Kravitz's retro look and sound kept a lot of people from noticing his artistry as a guitarist and songwriter. They couldn't get past the past to see that he had the chops to back up the image. For a time he was more famous as Lisa Bonet's husband - they've since separated - than as one of rock's most promising new talents.

Nevertheless, his first two albums, 1989's "Let Love Rule" and 1991's "Mama Said," both eventually found wide audiences - mostly thanks to Kravitz's constant touring and fascinating performance videos.

With his latest release, "Are You Gonna Go My Way," Kravitz's potential is finally being fulfilled. The most confident and varied of his albums, it's sold more than the other two combined.

In addition to the powerful title cut, it includes the slow, ethereal "Believe," the spare, Lennonlike "Just Be A Woman," and the reggae-fueled "Eleutheria."
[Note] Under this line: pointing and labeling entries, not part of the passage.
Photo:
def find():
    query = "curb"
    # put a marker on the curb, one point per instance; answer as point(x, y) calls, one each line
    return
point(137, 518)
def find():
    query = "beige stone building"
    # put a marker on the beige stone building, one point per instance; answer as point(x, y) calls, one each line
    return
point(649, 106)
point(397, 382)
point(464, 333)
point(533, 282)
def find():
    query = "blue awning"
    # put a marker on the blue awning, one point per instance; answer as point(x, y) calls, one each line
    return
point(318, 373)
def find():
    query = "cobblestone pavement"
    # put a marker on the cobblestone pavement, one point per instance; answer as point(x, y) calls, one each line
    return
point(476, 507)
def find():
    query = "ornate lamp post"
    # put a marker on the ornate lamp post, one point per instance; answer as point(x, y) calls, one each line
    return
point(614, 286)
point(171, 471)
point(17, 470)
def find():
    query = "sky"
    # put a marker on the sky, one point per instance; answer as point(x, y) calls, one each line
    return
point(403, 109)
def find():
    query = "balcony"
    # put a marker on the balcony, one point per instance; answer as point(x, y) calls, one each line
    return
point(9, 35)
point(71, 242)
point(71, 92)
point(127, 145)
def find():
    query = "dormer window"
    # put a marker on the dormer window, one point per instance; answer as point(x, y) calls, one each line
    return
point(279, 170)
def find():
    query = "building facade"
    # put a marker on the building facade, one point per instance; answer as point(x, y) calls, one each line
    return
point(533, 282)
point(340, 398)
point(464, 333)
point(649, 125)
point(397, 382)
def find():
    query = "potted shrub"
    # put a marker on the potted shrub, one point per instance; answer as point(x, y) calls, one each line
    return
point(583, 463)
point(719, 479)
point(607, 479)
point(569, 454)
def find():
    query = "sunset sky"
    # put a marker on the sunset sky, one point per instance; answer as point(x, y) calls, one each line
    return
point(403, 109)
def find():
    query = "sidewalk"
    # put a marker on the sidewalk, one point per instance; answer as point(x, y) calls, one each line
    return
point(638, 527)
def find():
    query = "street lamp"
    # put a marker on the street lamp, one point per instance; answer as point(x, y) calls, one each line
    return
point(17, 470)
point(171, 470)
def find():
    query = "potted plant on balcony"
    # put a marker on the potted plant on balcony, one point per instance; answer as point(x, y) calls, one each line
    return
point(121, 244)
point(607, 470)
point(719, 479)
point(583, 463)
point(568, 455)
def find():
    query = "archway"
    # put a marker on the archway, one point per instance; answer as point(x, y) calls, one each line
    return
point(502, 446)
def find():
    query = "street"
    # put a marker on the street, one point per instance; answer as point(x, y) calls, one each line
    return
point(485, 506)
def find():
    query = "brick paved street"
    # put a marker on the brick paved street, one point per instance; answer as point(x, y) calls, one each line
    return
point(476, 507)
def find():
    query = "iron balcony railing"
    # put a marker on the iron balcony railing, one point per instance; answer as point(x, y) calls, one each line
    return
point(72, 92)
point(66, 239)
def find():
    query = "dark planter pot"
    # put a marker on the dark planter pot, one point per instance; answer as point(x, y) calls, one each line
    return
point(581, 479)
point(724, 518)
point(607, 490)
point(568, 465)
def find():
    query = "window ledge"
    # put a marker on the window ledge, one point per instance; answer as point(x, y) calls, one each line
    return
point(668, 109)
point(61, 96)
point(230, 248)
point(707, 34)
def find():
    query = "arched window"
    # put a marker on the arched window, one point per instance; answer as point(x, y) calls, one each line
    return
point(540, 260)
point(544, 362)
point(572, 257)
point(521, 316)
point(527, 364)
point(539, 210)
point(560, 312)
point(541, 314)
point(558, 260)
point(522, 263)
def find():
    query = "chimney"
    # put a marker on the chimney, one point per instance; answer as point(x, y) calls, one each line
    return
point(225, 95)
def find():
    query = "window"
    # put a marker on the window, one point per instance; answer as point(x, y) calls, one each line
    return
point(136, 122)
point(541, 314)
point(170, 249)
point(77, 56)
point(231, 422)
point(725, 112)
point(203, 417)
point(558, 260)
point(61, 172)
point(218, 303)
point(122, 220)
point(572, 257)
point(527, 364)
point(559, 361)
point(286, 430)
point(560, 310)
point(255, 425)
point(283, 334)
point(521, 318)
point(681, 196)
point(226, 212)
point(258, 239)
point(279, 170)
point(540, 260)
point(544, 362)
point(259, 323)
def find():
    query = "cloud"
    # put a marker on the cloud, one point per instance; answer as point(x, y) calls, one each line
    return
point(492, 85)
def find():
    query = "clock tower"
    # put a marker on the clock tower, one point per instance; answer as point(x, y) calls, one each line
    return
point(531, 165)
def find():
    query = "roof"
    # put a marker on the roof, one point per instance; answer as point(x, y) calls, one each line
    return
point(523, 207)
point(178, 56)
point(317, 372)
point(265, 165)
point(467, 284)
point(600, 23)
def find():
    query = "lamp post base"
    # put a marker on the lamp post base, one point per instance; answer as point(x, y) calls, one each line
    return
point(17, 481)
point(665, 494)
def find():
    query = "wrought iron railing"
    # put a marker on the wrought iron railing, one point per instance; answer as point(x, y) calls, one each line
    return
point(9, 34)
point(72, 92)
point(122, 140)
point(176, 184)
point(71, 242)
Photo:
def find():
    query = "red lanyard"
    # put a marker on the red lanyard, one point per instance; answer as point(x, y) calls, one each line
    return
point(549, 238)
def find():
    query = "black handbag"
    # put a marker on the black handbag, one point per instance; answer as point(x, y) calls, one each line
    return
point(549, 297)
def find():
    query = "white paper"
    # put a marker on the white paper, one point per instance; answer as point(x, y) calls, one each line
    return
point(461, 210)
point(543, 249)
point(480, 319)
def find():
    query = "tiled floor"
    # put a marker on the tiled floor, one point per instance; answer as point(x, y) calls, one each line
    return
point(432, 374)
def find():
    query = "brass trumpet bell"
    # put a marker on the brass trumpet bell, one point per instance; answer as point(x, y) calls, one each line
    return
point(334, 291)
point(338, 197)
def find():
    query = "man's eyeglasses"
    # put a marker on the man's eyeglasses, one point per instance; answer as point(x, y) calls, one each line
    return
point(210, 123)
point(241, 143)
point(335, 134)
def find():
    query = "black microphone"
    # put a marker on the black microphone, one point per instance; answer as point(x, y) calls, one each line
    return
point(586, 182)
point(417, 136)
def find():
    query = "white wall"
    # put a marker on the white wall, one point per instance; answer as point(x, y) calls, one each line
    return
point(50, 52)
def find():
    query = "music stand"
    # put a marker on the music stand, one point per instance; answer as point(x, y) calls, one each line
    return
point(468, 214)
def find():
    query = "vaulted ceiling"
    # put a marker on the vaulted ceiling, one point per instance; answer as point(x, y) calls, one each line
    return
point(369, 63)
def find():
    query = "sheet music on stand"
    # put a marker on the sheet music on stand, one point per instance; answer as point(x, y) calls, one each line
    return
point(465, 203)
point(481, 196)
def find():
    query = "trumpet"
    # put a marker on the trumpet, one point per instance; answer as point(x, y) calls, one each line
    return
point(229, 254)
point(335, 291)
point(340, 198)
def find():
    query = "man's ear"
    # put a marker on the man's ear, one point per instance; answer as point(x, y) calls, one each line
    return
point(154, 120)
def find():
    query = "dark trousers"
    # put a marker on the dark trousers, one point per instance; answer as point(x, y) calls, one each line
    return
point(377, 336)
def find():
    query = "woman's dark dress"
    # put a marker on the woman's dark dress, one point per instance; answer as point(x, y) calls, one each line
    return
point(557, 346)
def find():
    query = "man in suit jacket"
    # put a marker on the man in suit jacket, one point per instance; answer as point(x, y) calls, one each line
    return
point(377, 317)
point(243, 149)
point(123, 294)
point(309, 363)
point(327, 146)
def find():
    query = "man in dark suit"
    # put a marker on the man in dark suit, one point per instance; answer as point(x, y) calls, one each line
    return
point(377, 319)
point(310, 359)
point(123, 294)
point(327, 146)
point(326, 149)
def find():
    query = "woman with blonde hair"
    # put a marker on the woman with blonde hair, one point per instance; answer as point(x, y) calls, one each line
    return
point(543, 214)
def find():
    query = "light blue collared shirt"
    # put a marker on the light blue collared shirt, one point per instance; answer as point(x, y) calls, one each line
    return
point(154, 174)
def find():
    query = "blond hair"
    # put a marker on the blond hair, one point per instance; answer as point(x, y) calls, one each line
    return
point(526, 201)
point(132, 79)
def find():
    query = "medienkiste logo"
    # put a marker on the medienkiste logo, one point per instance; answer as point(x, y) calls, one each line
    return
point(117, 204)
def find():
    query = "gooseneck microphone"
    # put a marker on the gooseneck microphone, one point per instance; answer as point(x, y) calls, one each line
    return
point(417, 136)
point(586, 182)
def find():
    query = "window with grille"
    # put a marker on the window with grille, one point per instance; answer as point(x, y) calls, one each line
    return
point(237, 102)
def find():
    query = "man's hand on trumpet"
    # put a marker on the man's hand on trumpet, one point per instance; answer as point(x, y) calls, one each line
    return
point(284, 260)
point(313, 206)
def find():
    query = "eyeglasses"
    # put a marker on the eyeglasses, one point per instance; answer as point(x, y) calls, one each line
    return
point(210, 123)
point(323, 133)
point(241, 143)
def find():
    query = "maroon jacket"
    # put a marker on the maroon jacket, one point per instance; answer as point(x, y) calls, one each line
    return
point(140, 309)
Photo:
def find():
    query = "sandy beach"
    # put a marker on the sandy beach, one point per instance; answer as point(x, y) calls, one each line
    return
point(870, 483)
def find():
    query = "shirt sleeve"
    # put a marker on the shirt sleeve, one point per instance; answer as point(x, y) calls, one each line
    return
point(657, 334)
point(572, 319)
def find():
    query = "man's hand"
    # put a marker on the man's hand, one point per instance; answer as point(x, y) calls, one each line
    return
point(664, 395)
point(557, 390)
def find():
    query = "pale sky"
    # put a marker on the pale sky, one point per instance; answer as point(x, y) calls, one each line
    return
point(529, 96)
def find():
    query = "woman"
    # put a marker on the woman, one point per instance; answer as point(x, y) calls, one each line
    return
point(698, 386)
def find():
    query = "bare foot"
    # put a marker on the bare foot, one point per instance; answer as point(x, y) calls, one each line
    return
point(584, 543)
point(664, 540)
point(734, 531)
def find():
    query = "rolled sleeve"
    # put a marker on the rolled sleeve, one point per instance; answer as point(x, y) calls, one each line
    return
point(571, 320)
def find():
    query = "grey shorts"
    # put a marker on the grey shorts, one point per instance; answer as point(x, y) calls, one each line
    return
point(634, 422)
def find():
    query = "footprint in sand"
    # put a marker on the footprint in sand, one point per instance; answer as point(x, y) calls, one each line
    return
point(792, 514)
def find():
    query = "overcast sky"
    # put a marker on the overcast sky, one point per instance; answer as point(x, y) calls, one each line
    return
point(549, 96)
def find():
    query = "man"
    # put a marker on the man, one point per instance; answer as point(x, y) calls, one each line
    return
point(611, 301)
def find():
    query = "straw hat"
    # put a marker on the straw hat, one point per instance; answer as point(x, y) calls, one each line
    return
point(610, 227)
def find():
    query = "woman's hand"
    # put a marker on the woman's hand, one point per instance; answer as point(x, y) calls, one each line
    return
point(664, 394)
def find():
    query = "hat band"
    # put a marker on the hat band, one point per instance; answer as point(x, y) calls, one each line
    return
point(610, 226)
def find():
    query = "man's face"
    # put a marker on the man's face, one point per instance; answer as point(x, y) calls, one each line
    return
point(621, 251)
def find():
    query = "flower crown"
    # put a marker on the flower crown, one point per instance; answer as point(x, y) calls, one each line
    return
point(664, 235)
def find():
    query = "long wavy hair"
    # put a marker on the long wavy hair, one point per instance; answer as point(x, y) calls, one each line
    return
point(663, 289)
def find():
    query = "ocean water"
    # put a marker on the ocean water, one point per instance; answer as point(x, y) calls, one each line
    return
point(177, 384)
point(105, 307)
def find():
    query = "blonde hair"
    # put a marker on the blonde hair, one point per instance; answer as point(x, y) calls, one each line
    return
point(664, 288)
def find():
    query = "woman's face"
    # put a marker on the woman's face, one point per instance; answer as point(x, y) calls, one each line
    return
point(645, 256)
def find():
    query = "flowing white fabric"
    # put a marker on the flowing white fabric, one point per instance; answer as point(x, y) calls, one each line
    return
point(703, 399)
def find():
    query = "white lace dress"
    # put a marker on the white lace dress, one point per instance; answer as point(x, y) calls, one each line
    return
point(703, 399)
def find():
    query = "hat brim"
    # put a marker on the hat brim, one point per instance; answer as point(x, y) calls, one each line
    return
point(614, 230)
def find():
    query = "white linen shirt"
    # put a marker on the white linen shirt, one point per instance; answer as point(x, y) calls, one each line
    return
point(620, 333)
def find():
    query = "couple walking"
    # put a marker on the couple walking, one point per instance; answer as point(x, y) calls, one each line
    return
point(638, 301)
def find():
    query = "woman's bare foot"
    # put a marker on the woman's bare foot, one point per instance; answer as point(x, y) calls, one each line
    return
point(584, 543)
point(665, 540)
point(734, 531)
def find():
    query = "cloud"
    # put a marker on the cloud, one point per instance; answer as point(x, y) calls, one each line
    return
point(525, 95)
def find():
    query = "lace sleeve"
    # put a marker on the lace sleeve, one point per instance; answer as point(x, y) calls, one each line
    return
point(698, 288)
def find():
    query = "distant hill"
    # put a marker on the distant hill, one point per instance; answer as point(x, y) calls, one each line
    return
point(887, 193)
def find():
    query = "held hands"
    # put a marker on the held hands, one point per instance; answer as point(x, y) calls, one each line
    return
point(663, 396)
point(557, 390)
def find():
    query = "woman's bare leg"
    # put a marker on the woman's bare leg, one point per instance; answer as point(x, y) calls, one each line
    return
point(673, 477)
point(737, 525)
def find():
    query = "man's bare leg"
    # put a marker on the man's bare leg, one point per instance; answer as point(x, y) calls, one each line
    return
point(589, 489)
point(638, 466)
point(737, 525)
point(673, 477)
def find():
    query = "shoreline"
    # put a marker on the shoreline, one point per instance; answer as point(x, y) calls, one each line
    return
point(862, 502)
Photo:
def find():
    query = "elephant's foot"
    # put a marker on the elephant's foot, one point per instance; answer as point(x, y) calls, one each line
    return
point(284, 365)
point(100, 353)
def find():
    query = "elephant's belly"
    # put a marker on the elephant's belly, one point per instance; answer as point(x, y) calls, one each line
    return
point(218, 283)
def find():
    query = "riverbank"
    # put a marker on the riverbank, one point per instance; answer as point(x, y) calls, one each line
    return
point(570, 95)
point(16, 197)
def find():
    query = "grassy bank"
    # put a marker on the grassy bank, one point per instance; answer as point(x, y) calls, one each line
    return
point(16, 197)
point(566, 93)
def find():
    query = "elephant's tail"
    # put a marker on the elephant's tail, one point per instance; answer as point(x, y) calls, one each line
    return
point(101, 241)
Even beyond his eye-catching clothes and fascinating sounds, Kravitz is an interesting character. The son of NBC producer Sy Kravitz and actress Roxie Roker, best known for her role as Helen, the black woman married to a white man on "The Jeffersons," he was raised amid luxury on the Upper East Side of Manhattan. But he also spent time with his mother's relatives in Brooklyn's tough Bedford-Stuyvesant section.

His initial musical interest was classical. He sang in the chorus of the Metropolitan Opera and for three years was a member of the California Boys Choir.

The multi-talented Kravitz produced Madonna's No. 1 hit "Justify My Love," co-wrote a song with Steven Tyler on the new Aerosmith album, and recently completed a duet with Mick Jagger for his new solo project. He will be backed here by the same musicians featured on the new album, Craig Ross on guitar and Tony Breit on bass.

Rolling Stone cover boys Blind Melon - nekkid, like a lot of people on the magazine's covers - have a dancing bee to thank for their platinum debut album.

The video of their summer hit "No Rain," featuring a dancing bee played by 10-year-old Heather DeLoach, became an MTV favorite almost a year after the disc was released.

The delightful clip, directed by Sam Bayer, who also did Nirvana's "Smells Like Teen Spirit," eventually has the whole band in bee costumes, dancing with Heather. Those wacky images, along with the song's fun-time appeal - it sounds like the Grateful Dead on a deliriously happy day - catapulted the album (which was recorded here at London Bridge Studios) into the No. 3 spot in Billboard. When last seen, Heather was seen dancing in her bee suit on "The MTV Video Music Awards."

As further proof of the staying power of '60s rock, the show is sold out.